Les cliniciens et les chercheurs continuent de débattre de l'utilisation appropriée des tests de l'antigène prostatique spécifique pour la détection du cancer de la prostate.

cancer de la prostate apparaît dans un grand pourcentage d'hommes à mesure qu'ils vieillissent, mais il est indolent la plupart du temps.

Les critiques soulignent que le test PSA est un outil de dépistage imparfait, car il ne fait aucune différence cliniquement significative des tumeurs de ceux qui ne seraient jamais causer de dommages, et le résultat est un surdiagnostic et un surtraitement.

D'autres défendent l'utilisation du test PSA et dire qu'une plus rationnelle, l'approche fondée sur des preuves à l'utilisation qu'il peut aider à détecter et traiter le cancer de la prostate précoce chez les hommes qui meurent de la maladie.

H. Gilbert Welch, MD, MPH, à la Dartmouth Medical School, Hanover, NH, appelé PSA tester la «tête d'affiche» pour le problème du surdiagnostic. "Il ya un certain avantage au dépistage, mais il arrive à un coût substantiel de l'homme, dit-il. La résection chirurgicale et la radiothérapie peut entraîner des problèmes tels que l'incontinence, l'impuissance et la dysfonction rectale.

test de l'APS ne détectent plus de cancers plus tôt et à un stade potentiellement plus curable. "Cependant, la plupart de ces hommes ne développent jamais de symptômes au cours de leur vie, mais presque tous sont traités", a déclaré Timothy Wilt, MD, MPD, du Centre de Minneapolis VA chroniques de résultats de recherche des maladies et l'Université du Minnesota School of Medicine. Environ 70% de ceux qui sont diagnostiqués une maladie à faible risque, mais 90% de ces hommes sont traités, dont 80% de ceux âgés de 75 ans, at-il dit.

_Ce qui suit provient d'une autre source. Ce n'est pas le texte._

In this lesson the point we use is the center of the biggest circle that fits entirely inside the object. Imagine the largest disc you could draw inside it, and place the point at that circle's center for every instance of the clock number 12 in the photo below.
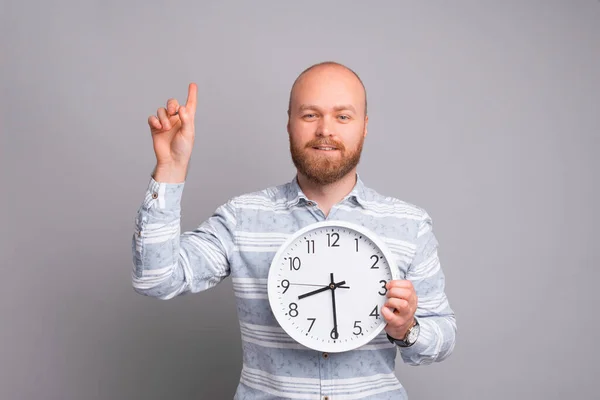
(336, 236)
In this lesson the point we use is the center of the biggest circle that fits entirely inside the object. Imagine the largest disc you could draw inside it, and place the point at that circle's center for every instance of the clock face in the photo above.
(326, 285)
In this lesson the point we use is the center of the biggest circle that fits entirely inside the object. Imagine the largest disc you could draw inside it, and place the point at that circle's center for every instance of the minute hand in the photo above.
(324, 288)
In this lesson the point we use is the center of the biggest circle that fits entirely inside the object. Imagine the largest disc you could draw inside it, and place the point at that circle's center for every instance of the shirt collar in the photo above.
(295, 195)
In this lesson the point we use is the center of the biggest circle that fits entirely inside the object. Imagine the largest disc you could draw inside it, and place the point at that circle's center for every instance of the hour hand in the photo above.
(324, 288)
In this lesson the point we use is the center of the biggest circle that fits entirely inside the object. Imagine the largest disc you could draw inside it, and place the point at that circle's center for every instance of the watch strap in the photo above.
(404, 341)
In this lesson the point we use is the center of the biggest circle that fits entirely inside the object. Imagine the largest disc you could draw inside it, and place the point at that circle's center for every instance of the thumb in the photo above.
(387, 313)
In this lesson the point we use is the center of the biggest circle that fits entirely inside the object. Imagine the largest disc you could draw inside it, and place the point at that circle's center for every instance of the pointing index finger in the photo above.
(190, 104)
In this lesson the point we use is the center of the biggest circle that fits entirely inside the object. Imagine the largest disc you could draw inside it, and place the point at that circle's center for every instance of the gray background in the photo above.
(484, 113)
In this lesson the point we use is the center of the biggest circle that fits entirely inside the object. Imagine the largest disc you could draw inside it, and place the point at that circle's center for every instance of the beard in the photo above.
(324, 169)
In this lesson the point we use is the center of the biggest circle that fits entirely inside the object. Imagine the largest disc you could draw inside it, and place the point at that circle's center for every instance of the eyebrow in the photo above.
(336, 108)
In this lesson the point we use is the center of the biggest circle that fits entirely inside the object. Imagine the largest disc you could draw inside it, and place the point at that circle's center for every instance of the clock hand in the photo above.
(334, 332)
(324, 288)
(308, 284)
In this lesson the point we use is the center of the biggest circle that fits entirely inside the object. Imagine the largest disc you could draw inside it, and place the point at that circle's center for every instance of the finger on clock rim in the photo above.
(400, 283)
(389, 314)
(398, 304)
(399, 293)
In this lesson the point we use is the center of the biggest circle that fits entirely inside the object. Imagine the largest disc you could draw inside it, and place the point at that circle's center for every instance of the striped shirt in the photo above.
(241, 238)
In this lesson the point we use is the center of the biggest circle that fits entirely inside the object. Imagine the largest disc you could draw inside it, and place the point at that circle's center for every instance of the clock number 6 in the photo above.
(356, 325)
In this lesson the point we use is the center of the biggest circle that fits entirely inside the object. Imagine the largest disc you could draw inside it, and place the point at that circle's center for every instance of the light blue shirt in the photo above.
(241, 238)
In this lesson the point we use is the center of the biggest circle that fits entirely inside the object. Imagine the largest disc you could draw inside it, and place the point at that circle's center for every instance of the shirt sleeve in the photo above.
(167, 263)
(436, 319)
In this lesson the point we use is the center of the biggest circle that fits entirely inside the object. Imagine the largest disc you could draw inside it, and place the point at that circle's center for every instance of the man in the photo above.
(327, 126)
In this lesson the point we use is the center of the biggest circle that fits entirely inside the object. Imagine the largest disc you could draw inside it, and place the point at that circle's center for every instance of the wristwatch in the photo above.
(410, 338)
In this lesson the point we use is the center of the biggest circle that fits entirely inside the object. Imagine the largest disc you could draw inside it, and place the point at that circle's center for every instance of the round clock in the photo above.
(326, 285)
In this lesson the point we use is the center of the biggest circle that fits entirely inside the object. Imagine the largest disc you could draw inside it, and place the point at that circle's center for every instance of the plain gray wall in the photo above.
(485, 113)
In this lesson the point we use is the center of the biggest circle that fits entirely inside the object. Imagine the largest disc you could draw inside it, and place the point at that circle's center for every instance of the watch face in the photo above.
(326, 285)
(413, 335)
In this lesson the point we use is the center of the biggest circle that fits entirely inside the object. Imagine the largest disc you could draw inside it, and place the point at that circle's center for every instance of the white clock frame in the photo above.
(277, 275)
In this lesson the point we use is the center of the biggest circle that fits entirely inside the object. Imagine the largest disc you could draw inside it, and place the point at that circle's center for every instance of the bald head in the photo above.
(327, 71)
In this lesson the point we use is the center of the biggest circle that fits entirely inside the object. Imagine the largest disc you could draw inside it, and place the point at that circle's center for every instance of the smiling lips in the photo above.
(325, 148)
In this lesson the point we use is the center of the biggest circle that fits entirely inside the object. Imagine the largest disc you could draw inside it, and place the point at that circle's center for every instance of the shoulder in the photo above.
(378, 202)
(270, 195)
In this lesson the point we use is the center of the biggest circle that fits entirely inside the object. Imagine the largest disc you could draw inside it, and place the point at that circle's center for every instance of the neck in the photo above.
(327, 195)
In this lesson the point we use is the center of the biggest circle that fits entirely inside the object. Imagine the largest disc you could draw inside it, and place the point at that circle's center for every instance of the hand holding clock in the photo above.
(402, 299)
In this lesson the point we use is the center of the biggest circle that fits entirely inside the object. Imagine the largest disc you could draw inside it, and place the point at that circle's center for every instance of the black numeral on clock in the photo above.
(295, 263)
(357, 326)
(310, 246)
(374, 313)
(334, 235)
(285, 284)
(334, 334)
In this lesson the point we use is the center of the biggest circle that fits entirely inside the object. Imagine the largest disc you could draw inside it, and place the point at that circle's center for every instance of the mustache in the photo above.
(325, 142)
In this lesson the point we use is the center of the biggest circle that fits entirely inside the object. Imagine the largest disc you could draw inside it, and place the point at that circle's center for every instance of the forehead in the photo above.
(328, 87)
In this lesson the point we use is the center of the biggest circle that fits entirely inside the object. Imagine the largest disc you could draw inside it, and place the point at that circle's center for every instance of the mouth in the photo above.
(325, 148)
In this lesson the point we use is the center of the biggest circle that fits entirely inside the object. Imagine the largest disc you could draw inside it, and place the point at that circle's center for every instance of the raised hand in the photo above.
(173, 134)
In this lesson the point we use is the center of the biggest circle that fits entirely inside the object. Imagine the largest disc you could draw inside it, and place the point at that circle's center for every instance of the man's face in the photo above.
(327, 124)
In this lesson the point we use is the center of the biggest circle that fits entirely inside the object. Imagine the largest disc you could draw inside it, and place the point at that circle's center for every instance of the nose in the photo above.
(325, 127)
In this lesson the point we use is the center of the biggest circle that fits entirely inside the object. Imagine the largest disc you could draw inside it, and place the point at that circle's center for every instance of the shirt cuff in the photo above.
(426, 336)
(163, 195)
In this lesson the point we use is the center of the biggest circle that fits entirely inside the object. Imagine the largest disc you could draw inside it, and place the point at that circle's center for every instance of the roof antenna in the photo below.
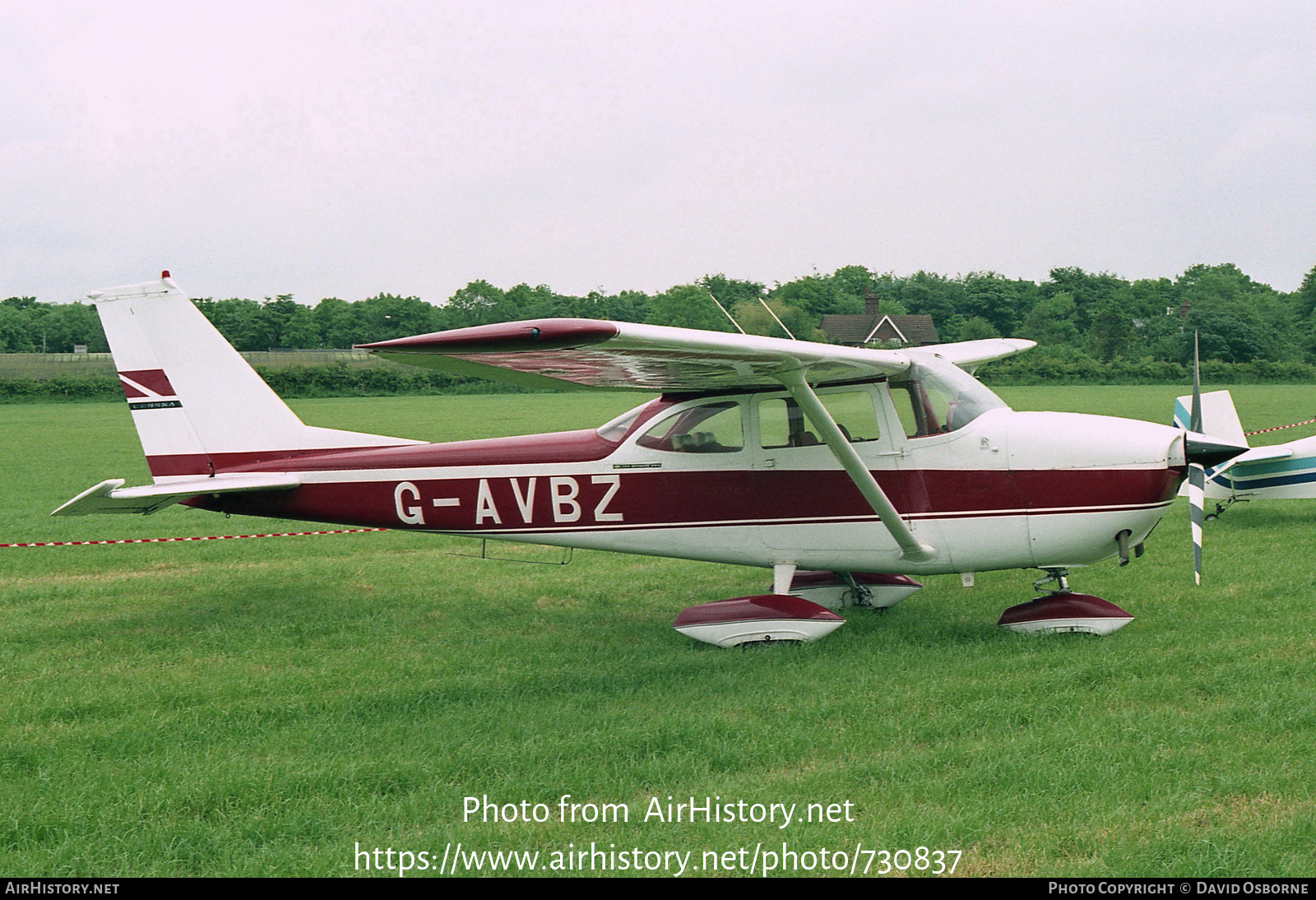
(776, 320)
(724, 311)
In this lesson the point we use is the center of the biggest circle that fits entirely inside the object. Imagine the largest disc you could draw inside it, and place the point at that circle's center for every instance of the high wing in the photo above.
(971, 355)
(590, 353)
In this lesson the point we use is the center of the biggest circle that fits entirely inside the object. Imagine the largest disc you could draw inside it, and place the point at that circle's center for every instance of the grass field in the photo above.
(262, 707)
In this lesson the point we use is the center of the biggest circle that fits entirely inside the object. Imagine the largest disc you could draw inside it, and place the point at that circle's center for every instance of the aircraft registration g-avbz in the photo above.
(844, 470)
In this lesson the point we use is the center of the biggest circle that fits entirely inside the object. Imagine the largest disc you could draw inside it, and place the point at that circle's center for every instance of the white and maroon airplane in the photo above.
(842, 470)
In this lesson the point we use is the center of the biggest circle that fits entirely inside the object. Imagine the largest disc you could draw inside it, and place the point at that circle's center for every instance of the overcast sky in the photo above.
(344, 149)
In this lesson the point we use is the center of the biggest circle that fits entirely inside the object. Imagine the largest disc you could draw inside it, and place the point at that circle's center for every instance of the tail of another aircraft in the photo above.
(1219, 417)
(197, 406)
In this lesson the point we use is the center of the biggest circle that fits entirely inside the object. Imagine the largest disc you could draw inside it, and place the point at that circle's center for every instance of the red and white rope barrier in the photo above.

D'autres soulignent que les cliniciens ne doivent pas rejeter la valeur du test de l'APS lui-même, mais au lieu de reconnaître qu'il n'est pas utilisé correctement. William Catalona, ​​MD, de la Northwestern University Feinberg School of Medicine, à Chicago, a déclaré: «Je suis l'un des plus grands défenseurs du test de dépistage parce que je pense que si elle était faite intelligemment, il pourrait réduire le taux de mortalité par cancer de la prostate et demi. »(Catalona est consultant pour OHMX, une entreprise qui cherche à développer un nouveau test à base d'urine de PSA, dont il est un coinventor.)

Deux grandes études randomisées et dépistage de l'APS publiés simultanément en 2009 a montré des résultats disparates.

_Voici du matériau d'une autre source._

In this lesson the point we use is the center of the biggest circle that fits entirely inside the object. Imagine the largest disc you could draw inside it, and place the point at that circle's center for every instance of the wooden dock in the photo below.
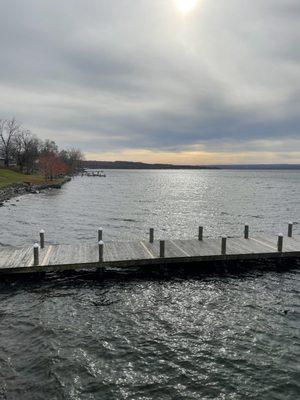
(125, 255)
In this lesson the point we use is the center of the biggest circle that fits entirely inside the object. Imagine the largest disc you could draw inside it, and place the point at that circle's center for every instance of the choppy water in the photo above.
(215, 337)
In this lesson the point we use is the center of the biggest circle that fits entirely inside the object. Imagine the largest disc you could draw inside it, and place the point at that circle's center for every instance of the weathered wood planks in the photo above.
(139, 253)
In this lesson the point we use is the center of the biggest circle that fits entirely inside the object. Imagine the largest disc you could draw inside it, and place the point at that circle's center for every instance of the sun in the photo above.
(186, 6)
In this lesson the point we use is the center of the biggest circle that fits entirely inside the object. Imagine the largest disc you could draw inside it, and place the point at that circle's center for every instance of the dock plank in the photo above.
(140, 253)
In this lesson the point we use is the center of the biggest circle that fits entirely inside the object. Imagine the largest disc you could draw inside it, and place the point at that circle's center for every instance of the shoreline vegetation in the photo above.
(29, 164)
(14, 184)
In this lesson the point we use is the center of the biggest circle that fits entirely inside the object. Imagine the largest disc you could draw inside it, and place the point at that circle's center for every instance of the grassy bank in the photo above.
(9, 177)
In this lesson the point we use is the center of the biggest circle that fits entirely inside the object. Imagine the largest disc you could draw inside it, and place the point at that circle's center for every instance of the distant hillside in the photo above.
(140, 165)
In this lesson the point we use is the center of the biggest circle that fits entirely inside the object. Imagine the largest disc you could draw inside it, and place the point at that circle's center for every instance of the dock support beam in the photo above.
(151, 235)
(290, 229)
(280, 242)
(36, 260)
(101, 245)
(161, 248)
(223, 246)
(246, 231)
(42, 238)
(200, 233)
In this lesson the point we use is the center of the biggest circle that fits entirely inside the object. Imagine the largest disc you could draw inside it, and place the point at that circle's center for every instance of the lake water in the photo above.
(215, 337)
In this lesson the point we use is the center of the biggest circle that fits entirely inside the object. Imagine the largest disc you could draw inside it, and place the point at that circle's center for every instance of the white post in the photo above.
(42, 238)
(280, 242)
(200, 233)
(162, 249)
(100, 234)
(101, 245)
(290, 229)
(223, 247)
(246, 231)
(151, 235)
(36, 254)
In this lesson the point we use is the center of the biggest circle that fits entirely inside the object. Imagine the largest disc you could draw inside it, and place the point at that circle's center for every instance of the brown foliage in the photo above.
(51, 166)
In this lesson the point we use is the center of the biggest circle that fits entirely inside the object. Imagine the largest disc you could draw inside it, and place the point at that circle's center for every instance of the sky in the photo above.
(180, 81)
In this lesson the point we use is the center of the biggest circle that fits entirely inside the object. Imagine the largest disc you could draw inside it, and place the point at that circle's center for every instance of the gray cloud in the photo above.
(136, 74)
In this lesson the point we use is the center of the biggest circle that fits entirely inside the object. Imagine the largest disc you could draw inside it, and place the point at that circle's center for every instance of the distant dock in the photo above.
(148, 253)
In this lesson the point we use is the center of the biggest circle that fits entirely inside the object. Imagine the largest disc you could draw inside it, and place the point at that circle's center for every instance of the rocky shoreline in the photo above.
(20, 189)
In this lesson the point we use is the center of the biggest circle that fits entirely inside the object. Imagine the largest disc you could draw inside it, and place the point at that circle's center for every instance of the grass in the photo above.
(9, 177)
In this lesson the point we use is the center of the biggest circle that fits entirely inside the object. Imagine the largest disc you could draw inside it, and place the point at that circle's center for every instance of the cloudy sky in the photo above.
(185, 81)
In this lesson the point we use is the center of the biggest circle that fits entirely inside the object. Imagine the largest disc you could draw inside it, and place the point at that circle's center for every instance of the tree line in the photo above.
(20, 148)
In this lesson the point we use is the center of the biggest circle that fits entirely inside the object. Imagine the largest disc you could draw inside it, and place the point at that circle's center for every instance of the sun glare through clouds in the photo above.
(186, 6)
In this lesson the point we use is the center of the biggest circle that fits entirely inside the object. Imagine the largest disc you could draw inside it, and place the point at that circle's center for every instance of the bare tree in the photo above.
(8, 131)
(26, 150)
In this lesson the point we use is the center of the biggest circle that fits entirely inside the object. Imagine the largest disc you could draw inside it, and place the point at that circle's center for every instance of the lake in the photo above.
(215, 337)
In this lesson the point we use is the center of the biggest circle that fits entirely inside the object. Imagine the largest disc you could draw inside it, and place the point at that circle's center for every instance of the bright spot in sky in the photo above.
(186, 6)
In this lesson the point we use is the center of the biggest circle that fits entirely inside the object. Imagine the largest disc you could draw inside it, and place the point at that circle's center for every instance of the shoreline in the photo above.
(19, 189)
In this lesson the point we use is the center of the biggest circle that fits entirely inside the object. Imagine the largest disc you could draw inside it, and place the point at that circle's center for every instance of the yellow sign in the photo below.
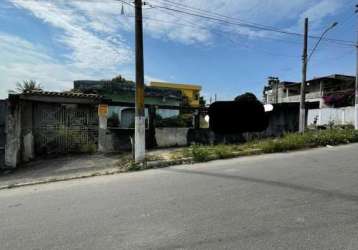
(102, 110)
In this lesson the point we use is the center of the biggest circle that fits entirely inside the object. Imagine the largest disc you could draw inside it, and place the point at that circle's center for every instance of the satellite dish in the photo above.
(268, 107)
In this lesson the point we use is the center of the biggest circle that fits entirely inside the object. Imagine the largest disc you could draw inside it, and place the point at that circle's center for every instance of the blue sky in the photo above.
(58, 41)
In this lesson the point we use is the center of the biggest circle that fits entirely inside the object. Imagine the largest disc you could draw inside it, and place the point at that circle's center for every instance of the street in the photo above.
(301, 200)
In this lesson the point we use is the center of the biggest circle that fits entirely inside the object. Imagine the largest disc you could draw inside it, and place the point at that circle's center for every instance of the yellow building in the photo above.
(189, 91)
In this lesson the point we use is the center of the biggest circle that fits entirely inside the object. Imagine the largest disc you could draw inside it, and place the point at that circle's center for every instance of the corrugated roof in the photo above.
(61, 94)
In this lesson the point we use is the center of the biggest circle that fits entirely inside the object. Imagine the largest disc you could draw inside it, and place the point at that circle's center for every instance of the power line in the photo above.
(250, 25)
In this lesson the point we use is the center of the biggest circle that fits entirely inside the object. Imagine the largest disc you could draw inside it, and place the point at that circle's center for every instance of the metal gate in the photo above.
(3, 112)
(61, 129)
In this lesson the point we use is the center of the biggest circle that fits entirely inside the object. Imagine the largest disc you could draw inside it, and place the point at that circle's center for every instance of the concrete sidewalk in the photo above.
(68, 167)
(80, 166)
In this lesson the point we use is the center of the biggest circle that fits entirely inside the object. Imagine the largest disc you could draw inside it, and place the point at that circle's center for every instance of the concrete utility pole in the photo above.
(139, 134)
(302, 118)
(356, 84)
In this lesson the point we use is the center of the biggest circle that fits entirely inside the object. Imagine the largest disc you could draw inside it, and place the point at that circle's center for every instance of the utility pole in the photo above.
(139, 133)
(356, 83)
(302, 118)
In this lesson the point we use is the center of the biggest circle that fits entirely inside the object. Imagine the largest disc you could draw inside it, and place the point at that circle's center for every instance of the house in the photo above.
(120, 96)
(191, 93)
(49, 123)
(327, 91)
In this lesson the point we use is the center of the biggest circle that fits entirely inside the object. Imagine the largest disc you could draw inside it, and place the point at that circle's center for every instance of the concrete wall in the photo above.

La prostate États-Unis, du poumon, colorectal et de l'ovaire (PLCO) de dépistage du cancer de première instance n'a signalé aucun profit de mortalité de dépistage combiné avec test de l'APS et le toucher rectal (TR) pendant une durée médiane de suivi de 11 ans (Andriole GL et al. N Engl J Med;. 2009 360 [13] :1310-1319). Pourtant, a noté que Catalona un article récent que stratifié les données de l'étude PLCO selon comorbidité montré que le dépistage du PSA dans et jeunes hommes en santé réduit le risque de cancer de la prostate-spécifiques de mortalité (Crawford ED et al 2011. J Clin; Oncol. 29 [ 4] :355-361).

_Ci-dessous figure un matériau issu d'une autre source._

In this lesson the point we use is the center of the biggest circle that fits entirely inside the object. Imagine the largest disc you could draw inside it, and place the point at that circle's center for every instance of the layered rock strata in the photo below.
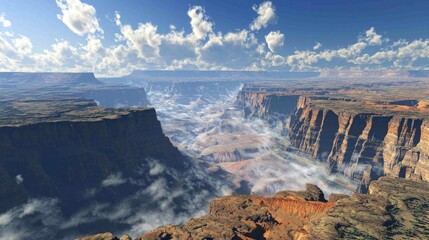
(395, 208)
(60, 148)
(360, 139)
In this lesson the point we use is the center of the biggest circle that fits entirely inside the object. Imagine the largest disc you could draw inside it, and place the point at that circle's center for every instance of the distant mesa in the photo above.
(219, 75)
(374, 74)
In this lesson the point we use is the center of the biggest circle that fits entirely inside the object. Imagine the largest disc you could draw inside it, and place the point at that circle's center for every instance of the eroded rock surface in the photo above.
(395, 208)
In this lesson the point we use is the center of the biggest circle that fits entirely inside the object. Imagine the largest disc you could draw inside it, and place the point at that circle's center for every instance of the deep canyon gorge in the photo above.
(130, 154)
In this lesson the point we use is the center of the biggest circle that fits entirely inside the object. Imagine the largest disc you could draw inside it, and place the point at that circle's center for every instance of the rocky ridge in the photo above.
(358, 135)
(395, 208)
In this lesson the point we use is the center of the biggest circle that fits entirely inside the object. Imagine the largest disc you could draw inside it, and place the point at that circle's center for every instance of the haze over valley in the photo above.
(214, 120)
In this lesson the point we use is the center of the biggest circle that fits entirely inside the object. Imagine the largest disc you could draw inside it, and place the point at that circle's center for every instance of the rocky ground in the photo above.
(395, 208)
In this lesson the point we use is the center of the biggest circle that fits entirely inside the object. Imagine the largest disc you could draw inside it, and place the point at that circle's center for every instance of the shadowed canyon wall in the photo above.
(361, 145)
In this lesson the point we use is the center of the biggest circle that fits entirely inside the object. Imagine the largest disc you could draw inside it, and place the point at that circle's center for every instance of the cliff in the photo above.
(60, 148)
(48, 86)
(360, 144)
(394, 209)
(358, 134)
(265, 105)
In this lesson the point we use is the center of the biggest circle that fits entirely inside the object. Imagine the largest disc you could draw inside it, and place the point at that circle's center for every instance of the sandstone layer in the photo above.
(362, 131)
(395, 208)
(60, 148)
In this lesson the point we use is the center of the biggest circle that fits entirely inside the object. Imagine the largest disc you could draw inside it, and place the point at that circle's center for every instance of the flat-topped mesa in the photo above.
(360, 144)
(266, 105)
(42, 86)
(60, 148)
(357, 134)
(394, 208)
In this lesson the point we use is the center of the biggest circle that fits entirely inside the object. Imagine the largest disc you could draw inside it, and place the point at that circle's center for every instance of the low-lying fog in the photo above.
(210, 127)
(204, 123)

Résultats de la seconde étude, l'étude européenne randomisée de dépistage du cancer de la prostate (ERSPC) du procès, a montré que le dépistage du PSA sans DRE a été associée à une réduction absolue de 0,71 décès par cancer de la prostate par 1000 hommes, après un suivi moyen de 8,8 ans ( médiane, 9,0), ce qui correspond à une réduction de 20% par rapport au taux de mortalité par cancer de la prostate chez les hommes âgés de 55 et 69 ans au début de l'étude (Schroder FH et al 2009. N Engl J; Med. 360 [13] :1320-1328). Une analyse de suivi qui ont tenu compte pour le respect de dépistage ont montré une réduction plus importante encore de la mortalité de 31% (Roobol MJ et al 2009. Eur; Urol. 56 [4] :584-591).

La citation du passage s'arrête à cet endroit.